HKCU\Software\Microsoft\Windows\ShellNoRoam\MUICache\C:\WINDOWS
\system32\mspaint.exe, for example. Problem is, written like that,
VBScript thinks it's trying to get the mspaint.exe key within system32
within WINDOWS, etc, as opposed to the C:\WINDOWS\system32\mspaint.exe
key within MUICache within ShellNoRoam, etc.

And plus, what if I want to edit it?

=============

Sorry, after reading your reply four times I'm still unable to wrap my mind
around it. Please rephrase what you're trying to achieve.

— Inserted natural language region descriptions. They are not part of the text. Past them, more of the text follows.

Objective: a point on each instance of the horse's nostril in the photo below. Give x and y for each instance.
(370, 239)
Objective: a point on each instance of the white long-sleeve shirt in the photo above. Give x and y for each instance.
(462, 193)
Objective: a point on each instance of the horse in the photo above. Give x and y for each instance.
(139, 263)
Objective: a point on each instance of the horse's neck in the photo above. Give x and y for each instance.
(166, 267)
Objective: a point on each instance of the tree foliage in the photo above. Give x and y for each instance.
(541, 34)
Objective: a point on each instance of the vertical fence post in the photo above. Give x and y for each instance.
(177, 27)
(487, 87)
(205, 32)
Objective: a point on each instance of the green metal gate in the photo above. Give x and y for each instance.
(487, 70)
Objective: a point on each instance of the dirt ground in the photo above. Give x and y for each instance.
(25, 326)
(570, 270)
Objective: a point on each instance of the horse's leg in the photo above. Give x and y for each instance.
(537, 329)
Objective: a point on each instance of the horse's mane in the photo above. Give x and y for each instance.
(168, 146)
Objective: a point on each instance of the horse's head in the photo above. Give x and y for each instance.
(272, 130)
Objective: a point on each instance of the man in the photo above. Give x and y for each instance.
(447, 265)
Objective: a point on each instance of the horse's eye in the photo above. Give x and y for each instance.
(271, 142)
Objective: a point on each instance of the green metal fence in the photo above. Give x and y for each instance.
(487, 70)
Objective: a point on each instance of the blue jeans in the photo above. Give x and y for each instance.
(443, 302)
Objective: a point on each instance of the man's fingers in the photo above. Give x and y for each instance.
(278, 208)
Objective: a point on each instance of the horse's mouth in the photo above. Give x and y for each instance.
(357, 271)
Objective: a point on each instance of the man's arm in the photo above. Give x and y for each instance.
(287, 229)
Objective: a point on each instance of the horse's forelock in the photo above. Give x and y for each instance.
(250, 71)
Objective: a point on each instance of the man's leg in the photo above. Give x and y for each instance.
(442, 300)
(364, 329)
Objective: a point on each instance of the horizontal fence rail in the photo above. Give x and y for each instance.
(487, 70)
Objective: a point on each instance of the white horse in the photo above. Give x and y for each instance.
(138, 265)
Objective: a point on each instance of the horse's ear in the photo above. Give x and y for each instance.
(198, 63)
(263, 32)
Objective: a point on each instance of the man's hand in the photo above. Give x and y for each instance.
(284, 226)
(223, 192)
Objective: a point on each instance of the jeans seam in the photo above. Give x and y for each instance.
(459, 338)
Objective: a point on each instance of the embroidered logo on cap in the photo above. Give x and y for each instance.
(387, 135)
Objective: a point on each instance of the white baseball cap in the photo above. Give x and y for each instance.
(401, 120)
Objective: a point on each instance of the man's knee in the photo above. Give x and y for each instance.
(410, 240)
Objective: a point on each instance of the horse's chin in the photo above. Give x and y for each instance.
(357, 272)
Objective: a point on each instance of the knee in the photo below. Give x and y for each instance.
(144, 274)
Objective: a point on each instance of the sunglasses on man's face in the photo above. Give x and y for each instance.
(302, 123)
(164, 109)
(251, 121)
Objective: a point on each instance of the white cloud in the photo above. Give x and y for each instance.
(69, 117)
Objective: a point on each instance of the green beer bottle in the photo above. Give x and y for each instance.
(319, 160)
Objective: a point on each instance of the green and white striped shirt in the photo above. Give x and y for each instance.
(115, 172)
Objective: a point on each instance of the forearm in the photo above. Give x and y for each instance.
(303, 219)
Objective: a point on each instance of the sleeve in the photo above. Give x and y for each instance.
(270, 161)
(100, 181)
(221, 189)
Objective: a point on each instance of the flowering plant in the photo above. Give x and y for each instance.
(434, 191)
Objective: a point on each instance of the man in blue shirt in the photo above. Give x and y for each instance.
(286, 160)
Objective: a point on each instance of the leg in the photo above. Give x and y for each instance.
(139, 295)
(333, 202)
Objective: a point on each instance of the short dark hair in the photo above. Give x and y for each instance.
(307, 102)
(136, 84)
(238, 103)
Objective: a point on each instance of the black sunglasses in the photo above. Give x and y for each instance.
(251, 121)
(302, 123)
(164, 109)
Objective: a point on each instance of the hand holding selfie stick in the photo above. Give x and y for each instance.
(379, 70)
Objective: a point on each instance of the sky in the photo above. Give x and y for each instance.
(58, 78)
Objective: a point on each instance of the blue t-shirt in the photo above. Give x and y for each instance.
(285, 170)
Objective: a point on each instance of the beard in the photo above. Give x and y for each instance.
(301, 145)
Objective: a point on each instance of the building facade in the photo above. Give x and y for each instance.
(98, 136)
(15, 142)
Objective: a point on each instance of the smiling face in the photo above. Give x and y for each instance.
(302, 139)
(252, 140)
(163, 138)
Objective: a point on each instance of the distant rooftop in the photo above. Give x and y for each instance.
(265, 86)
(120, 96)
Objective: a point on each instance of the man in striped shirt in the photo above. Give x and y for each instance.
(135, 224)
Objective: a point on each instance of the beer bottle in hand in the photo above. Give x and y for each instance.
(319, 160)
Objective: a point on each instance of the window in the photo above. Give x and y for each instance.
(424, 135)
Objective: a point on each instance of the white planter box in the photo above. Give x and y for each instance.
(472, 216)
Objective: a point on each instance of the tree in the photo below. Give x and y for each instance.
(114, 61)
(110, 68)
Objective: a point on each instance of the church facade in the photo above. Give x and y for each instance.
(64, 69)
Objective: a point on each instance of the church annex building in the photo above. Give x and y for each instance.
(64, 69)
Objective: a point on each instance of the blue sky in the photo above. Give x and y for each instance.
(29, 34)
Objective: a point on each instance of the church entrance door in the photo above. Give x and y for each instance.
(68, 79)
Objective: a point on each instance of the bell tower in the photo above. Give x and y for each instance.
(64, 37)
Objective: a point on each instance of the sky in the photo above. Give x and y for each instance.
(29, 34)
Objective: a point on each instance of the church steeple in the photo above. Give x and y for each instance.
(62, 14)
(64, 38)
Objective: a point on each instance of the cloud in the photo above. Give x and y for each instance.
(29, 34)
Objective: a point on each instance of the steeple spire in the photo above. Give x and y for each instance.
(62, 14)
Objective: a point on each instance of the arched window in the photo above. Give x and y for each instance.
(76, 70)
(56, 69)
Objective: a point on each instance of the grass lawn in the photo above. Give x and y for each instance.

As for editing: If you mean "writing a registry value" you could use the
WshShell object mentioned by mayana. The RegWrite method will do it for
you - see the explicit example in the downloadable helpfile script56.chm.
 
 
 

reading registry entries whose name have backslashes in them

Post by mayayan » Thu, 03 Dec 2009 08:43:56


I think maybe he means that the value name
is C:\WINDOWS\system32\mspaint.exe ?
I was assuming that he was having trouble with
value names that have backslashes embedded.
WScript.Shell can't handle those. That's why
I provided the link to a WMI Reg. class. I thought
that was also why you posted a WMI method.

To yawnmoth:

Maybe you should post the code you're trying.
If you have embedded "\" then try the class I
posted. Also, it helps to have the terms straight.
A key is the one that looks like a folder in Regedit.
When you open a key, what's on the left is a
value. What's on the right is data. So there
are keys, values, and data - or "value data".